@imaware/secretenv v1.2.57

secretenv

NodeJS utility for automatically resolving environment variables to secret values.

Docs

Automatically generated docs located in ./docs.md.

Supported Secret Providers

• GCP Secrets
• AWS SSM Parameter Store
• AWS Secrets Manager (SecretString only)
• Vault
• Azure Key Vault

Usage

In your code's initialization logic, simply call:

await resolveEnv()

The function resolveEnv returns a Promise which resolves once all environment variables have been processed (and resolved if necessary).

Environment variables that should be resolved from remote secret storage sources follow a given pattern for each source type (see src/secretenv/resolvers/<provider>.ts for patterns). If any environment variables match these patterns, secretenv will attempt to resolve them from their respective providers, and replace them in the environment with their resolved values.

The resolveEnv function presumes that valid credentials for the target provider are available. If they are not, it will throw authentication errors.

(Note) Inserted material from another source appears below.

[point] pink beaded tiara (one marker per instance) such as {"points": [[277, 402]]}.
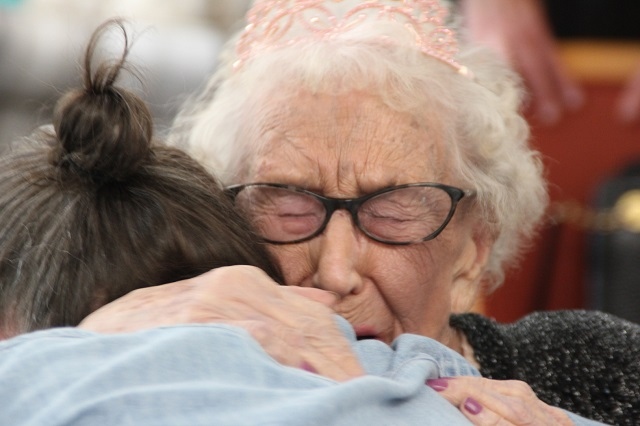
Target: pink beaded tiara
{"points": [[271, 24]]}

secretenv will throw errors if:

• No authentication is present for a provider
• Credentials do not have permissions to access the secret resource from the provider
• The secret resource does not exist

secretenv will not throw errors if:

• The value of the resolved secret is undefined or an empty string

GCP Secrets

GCP secrets should be referenced by this pattern:

/^gcp-secrets:\/\/projects\/(?<gcp_project>[^/]+)\/secrets\/(?<secret_name>[^/]+)\/versions\/(?<version>[^/]+)$/

AWS SSM Parameter Store

AWS SSM Parameters should be referenced by this pattern:

/^aws-ssm:\/\/arn:aws:ssm:(?<region>[^/]+):(?<account_id>[^/]+):parameter\/(?<parameter_id>[^:]+)(?<encrypted>:encrypted)?$/

The :encrypted suffix specifies whether the SSM Parameter is KMS encrypted or not.

AWS Secrets Manager

AWS Secrets Manager SecretStrings should be referenced by this pattern:

/^aws-secrets:\/\/arn:aws:secretsmanager:(?<region>[^/]+):(?<account_id>[^/]+):secret:(?<secret_id>[a-zA-Z0-9/_+=.@-]+)(?<stage>:stage:(?<version_stage>[a-zA-Z0-9]+))?(?<version>:version:(?<version_id>[0-9a-f]{8}-[0-9a-f]{4}-[0-9a-f]{4}-[0-9a-f]{4}-[0-9a-f]{12}))?$/

*Only AWS Secrets of type SecretString are supported.